Results 1 to 4 of 4

Thread: help with TGSI part 2(Marek ;) ), i know im annoying but im getting real close

  1. #1
    Join Date
    Jun 2009
    Posts
    1,095

    Default help with TGSI part 2(Marek ;) ), i know im annoying but im getting real close

    ok i advanced a big step in the shader code but i have a little doubt marek.

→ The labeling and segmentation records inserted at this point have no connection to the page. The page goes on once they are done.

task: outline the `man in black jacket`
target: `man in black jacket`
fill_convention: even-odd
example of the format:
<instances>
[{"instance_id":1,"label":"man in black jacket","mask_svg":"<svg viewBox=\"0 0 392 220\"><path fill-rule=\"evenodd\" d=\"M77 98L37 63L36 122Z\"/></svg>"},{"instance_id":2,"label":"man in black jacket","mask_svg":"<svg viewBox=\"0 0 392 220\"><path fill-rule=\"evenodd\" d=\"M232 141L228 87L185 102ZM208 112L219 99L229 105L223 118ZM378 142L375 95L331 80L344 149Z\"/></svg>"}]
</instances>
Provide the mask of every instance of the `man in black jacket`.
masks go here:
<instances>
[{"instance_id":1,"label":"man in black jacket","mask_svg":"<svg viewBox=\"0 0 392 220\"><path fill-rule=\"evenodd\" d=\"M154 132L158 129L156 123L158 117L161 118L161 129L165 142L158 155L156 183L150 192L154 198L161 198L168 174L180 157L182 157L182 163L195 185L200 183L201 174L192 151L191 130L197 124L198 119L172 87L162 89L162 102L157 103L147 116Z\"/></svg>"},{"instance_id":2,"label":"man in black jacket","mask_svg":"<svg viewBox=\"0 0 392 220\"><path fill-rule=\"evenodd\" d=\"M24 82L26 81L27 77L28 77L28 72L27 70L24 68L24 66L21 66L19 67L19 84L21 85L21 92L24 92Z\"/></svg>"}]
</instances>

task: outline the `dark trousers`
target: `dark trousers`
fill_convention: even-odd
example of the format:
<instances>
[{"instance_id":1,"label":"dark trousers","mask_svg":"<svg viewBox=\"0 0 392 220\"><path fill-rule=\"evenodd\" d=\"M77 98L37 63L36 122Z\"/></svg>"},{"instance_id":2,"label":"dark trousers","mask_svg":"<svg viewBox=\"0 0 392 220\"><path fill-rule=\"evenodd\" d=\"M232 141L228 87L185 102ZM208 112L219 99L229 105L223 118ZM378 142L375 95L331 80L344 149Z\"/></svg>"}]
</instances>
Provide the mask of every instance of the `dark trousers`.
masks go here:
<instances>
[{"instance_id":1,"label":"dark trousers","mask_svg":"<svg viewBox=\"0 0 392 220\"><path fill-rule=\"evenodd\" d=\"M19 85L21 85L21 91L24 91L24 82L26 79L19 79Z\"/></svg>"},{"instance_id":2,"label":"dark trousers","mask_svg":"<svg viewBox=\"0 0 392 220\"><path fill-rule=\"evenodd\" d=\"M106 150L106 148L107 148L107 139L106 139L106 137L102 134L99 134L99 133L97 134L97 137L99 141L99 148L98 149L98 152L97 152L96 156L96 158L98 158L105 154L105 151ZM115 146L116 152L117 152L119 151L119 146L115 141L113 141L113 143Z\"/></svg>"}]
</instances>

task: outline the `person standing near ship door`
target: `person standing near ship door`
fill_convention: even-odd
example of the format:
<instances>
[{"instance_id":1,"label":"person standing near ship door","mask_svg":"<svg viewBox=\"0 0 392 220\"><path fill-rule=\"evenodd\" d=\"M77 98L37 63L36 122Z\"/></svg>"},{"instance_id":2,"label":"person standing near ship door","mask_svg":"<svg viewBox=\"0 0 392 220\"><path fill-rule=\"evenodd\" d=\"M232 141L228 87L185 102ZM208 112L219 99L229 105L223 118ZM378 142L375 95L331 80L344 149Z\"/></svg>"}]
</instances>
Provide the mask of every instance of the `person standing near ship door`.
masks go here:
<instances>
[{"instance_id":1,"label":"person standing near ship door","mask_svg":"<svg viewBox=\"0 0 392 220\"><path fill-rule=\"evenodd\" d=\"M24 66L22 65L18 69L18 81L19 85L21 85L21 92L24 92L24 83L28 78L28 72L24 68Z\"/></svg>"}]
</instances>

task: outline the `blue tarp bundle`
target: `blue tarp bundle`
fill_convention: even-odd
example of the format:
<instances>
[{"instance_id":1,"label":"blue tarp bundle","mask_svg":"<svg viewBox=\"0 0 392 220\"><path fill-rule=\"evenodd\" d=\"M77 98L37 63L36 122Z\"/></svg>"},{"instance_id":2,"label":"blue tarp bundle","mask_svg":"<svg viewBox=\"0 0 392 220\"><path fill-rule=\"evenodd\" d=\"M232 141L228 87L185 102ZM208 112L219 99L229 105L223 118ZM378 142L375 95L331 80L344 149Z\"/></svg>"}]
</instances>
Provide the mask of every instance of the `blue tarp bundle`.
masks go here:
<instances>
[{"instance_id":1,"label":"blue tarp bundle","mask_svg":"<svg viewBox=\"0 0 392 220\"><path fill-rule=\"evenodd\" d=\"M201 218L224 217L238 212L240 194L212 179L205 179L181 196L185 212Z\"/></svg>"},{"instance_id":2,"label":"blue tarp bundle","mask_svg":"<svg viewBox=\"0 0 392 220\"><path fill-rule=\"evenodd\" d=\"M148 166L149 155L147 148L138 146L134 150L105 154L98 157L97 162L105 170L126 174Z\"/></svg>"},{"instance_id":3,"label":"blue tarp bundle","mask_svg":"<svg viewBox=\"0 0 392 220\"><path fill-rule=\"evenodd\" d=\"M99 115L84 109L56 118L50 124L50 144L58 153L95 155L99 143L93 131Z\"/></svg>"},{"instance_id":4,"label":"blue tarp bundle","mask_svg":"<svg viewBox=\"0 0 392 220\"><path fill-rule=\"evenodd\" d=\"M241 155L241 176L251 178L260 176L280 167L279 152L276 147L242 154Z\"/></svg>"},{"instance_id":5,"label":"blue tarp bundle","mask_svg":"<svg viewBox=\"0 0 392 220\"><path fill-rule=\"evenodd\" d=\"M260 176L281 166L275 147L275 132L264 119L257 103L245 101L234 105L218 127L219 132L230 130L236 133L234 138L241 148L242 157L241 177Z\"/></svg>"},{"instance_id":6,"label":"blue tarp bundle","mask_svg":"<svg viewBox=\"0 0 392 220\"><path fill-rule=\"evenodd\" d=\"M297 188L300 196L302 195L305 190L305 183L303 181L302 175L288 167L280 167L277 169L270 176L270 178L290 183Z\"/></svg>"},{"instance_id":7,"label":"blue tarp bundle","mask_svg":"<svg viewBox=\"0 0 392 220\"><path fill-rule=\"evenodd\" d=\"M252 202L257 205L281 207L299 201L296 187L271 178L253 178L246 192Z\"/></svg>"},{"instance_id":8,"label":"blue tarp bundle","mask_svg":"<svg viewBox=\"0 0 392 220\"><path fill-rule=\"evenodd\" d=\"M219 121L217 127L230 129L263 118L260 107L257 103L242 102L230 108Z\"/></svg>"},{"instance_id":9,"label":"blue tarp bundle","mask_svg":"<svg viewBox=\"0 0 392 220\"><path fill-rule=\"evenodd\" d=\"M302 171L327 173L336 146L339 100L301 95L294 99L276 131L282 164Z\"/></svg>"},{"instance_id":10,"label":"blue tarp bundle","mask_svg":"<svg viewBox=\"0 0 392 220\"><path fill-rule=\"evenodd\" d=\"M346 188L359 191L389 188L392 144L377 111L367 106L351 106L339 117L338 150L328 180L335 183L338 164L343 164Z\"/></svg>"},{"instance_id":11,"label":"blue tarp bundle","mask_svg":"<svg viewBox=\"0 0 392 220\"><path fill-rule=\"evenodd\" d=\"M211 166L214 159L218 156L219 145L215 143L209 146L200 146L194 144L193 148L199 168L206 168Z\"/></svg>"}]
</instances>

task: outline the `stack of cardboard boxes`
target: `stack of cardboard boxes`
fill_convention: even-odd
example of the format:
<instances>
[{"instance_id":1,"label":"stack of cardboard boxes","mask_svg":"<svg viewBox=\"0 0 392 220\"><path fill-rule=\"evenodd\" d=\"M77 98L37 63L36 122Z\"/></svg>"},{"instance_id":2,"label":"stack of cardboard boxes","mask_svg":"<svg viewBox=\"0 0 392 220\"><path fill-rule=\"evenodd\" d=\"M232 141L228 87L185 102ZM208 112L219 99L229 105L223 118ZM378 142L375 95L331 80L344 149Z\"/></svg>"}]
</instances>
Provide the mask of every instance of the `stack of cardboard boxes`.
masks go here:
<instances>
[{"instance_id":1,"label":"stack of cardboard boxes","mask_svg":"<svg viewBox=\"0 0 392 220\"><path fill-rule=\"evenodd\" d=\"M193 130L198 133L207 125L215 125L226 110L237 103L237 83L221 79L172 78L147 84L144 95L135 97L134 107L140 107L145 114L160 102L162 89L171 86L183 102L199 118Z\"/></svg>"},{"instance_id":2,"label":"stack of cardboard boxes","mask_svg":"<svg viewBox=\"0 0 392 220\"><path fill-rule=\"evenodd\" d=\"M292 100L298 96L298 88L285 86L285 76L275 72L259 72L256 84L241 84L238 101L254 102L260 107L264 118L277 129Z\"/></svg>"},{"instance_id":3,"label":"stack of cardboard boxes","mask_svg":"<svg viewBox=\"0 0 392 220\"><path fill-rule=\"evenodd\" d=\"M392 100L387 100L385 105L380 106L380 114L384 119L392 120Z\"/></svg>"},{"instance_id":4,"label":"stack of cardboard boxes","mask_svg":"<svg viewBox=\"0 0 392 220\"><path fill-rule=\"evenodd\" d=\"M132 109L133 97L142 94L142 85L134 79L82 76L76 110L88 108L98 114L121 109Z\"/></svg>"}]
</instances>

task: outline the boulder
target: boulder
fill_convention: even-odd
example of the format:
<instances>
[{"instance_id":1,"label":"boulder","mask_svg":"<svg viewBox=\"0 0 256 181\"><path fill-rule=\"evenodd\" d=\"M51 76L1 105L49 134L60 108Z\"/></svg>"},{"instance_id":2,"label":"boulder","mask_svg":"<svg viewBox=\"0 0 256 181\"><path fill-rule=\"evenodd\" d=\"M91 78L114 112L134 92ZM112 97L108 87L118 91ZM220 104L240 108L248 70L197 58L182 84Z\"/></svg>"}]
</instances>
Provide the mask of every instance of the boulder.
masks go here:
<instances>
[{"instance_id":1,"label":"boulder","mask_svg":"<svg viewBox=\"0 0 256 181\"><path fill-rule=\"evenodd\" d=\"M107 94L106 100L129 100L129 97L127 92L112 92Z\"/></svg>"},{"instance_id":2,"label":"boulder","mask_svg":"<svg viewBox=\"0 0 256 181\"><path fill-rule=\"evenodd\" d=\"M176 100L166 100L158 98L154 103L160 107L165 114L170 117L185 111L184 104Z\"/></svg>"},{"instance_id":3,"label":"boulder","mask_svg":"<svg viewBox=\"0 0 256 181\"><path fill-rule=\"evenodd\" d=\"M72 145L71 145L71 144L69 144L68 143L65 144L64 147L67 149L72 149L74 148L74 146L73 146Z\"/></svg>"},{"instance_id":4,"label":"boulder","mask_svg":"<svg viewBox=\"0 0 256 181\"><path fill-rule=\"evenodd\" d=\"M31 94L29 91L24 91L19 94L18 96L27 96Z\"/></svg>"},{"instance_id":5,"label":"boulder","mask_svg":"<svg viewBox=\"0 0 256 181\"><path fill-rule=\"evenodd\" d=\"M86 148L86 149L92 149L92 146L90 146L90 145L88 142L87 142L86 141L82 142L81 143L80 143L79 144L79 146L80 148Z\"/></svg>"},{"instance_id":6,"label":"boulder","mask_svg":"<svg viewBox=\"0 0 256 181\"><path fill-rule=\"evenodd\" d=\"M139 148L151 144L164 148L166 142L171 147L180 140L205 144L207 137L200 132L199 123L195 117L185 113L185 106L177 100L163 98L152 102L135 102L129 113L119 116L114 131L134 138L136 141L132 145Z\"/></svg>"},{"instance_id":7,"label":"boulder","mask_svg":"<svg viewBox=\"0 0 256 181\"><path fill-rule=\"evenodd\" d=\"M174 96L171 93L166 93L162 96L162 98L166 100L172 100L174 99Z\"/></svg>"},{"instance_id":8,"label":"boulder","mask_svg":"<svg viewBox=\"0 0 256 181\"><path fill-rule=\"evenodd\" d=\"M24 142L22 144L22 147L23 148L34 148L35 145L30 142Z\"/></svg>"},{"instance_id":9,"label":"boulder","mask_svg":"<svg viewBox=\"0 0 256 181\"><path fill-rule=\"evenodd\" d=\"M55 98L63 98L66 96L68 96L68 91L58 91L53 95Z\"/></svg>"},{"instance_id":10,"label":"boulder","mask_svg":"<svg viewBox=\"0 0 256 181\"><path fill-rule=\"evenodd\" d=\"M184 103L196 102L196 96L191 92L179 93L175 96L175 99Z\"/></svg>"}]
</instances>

    my idct code is basically 3 matrixes muliplication, which at the end of the day is only sums and mult of floats values packed in a vec4(like sse __m128), so to reduce processing time i precomputed the all dct coefficients(i assumed that would be very expensive in the gpu since require a lot of div and cos) and loaded in 16 vec4 types, so np so far (this give me some nice speedup in the C-SSE version too btw). now in glsl i can load that data as 16 rgba data packs and call the same name in all the shaders, aka when i map those 16 rgba pacs as a texture i can keep them in the gpu memory for as long as i need(i've readed in a tutorial, i've done some code but i can't say for sure if the data is staying always in memory, in case im wrong XD ), so i figured that doing the same on tgsi i can save myself for a truckload of download to gpu memory and load the coeff data only once and use them as long as macroblocks keep coming from the video huffman parser, so the question is:

    1.) if i name the same const variable (uniform) in all the shader, the compiler assume that and keep using that texture as long as i need without look to ram again?
    2.) i should upload first a shader with all the coeff data and the process in a separate shader calling the same var names i used in the first shader that declared the coeff table?
    3.) i should use ARL(or MOV not sure what it means in tgsi compared to x85 asm) and load the data in the char matrix for that shader? btw how exactly work ARL?
    4.) im absoletely wrong and i should drop dead somewhere? XD

    btw this is correct?

    static const char shader1_asm[] =
    "FRAG\n"
    "DCL OUT[0], POSITION\n"
    "DCL OUT2[0], POSITION\n"
    "DCL TEMP[0]\n"
    "DCL CONST[0..3]\n"
    "0: DP4 TEMP[0].x, IN[0], CONST[0]\n"
    "1: DP4 TEMP[0].y, IN[0], CONST[1]\n"
    "2: DP4 TEMP[0].z, IN[0], CONST[2]\n"
    "3: DP4 TEMP[0].w, IN[0], CONST[3]\n"

    this is correct?
    "4: DP4 OUT2[0].x, OUT[0], CONST[0]\n"
    "5: DP4 OUT2[0].y, OUT[0], CONST[1]\n"
    "6: DP4 OUT2[0].z, OUT[0], CONST[2]\n"
    "7: DP4 OUT2[0].w, OUT[0], CONST[3]\n";

    i know it misses some variables and stuff, i just mean the way process the data first calling each component of out since DP4 says dst and not dst.x, etc and second if using out is valid

    thx a lot for your help and sorry for bother you this much XD

  2. #2
    Join Date
    Jun 2009
    Posts
    1,095

    Default

    ok i made a booboo writng the code plase replace mentally TEMP[] for OUT[], my bad

  3. #3
    Join Date
    Jun 2009
    Posts
    1,095

    Default

    and in the last example i missed to ask, since i need the result of the first 2 matrix multiplication to multiply it for third i can use OUT[] itself or i should MOV to create a copy of the result for OUT2[]?

    damn edit time lol

  4. #4
    Join Date
    Jan 2009
    Posts
    609

    Default

    I don't follow these forums often. Feel free to drop in on #dri-devel @ irc.freenode and ask there (the channel is dedicated to developers only).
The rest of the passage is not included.